Statistics South Africa (Stats SA) reports that mining production increased by 7% year-on-year in February, with the largest positive contributors being the coal sector, which contributed 13.7%, followed by platinum group metals (PGMs) with 8.7% and gold with 11.5%.
However, asset management company Investec noted in a statement on February 19 that the statistics did not yet reflect the impact of Covid-19-linked restrictions implemented in South Africa, as these were only enforced at the end of March.
However, global supply chain disruptions resulting from the global coronavirus outbreak and the consequent reduction in international trade likely weighed on February’s performance.
Financial services provider FNB economist Geoff Nölting noted that the increase could be ascribed to a combination of base effects, as well as favourable commodity prices incentivising miners to increase extraction in high-cost areas of their mines.
Stats SA also revealed that seasonally adjusted mining production decreased by 1% in February, compared with January. This followed month-on-month changes of 6.3% in January and -6.1% in December 2019.
Seasonally adjusted mining production decreased by 2.7% in the three months ended February, compared with the previous three months. The largest negative contributors were manganese ore, which resulted in a -30.9% impact and other non-metallic minerals, which inflicted a 12.2% rate of production drop.
Coal production dropped by 3.1%.
However, PGMs was a significant positive contributor, with production having increased by 10.9%.
Investec commented that domestic challenges served to exacerbate the international situation for mining companies as electricity supply disruptions during the month of February continued to weigh on production. “The mining sector, as a highly energy-intensive industry relies on consistent, affordable electricity supply to operate,” the firm notes in a statement.
Investec highlighted that gold, as a safe haven asset and store of value, was likely to continue benefiting from the global risk-off environment, amplified by the outbreak and spread of Covid-19.
In the short term, Nölting notes the expectation that mining production output will be hampered as a result of the lockdown. “This is because the majority of mining operations will only be permitted in batches, to scale up to full operation by Alert Level 3 according to the government’s risk-adjusted strategy report.”
In a post-Covid-19 environment, he also expects the overall mining sector to experience negative yearly growth for the remainder of the year.
However, Nölting notes there are certain silver linings as some commodities will likely benefit from higher prices; such as gold, the price of which tends to rally during times of economic uncertainty as investors flock to safe-haven assets.
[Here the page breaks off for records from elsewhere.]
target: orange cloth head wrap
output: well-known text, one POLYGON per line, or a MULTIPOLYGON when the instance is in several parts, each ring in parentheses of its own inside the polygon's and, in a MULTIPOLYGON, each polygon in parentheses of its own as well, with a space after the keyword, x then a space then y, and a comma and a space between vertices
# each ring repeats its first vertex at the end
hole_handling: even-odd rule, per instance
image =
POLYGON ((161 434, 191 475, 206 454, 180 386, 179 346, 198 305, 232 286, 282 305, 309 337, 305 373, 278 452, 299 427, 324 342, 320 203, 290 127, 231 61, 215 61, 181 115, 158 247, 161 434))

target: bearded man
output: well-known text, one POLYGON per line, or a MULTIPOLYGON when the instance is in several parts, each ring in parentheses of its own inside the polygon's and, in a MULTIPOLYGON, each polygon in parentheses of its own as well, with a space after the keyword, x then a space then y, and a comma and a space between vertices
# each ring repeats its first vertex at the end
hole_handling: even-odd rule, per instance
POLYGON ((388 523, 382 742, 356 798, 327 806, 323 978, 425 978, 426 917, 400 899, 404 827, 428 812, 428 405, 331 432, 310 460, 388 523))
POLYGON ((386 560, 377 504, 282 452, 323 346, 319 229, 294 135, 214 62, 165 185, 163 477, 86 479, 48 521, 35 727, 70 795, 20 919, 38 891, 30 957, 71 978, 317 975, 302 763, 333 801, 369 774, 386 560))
In addition, he says PGMs such as palladium and rhodium, owing to more stringent vehicle emissions standards particularly in Europe and China, will likely trend higher.
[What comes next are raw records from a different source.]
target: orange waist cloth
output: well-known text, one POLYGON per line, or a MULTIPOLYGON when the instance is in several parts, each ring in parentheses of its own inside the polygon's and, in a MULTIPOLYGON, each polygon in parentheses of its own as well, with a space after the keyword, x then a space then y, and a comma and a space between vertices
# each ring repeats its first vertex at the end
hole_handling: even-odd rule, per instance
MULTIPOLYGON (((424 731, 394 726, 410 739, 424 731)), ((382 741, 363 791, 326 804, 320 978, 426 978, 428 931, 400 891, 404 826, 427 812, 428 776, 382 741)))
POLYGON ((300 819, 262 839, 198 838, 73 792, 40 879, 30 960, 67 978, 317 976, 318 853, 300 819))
“We are also encouraged by the high-frequency data for certain industrial and base metals such as iron-ore, which has recently rallied amid higher steel production in China. In fact, production increased by 6% month-on-month to about 79-million tonnes in March as the Chinese labour force began returning to work after stringent Covid-19 lockdown measures,” Nölting concludes.
Meanwhile, in terms of mineral sales, Stats SA reported an 18% year-on-year increase in February. The largest positive contributors were PGMs, which grew in sales by 66.4%, followed by gold with an increase of 83.9% and iron-ore with an increase of 24.3%.
Seasonally adjusted mineral sales at current prices decreased by 10.4% in February compared with January. This followed month-on-month changes of 24.9% in January and -9.9% in December 2019.
In the three months ended February, the seasonally adjusted value of mineral sales at current prices was 5.1% higher compared with the previous three months.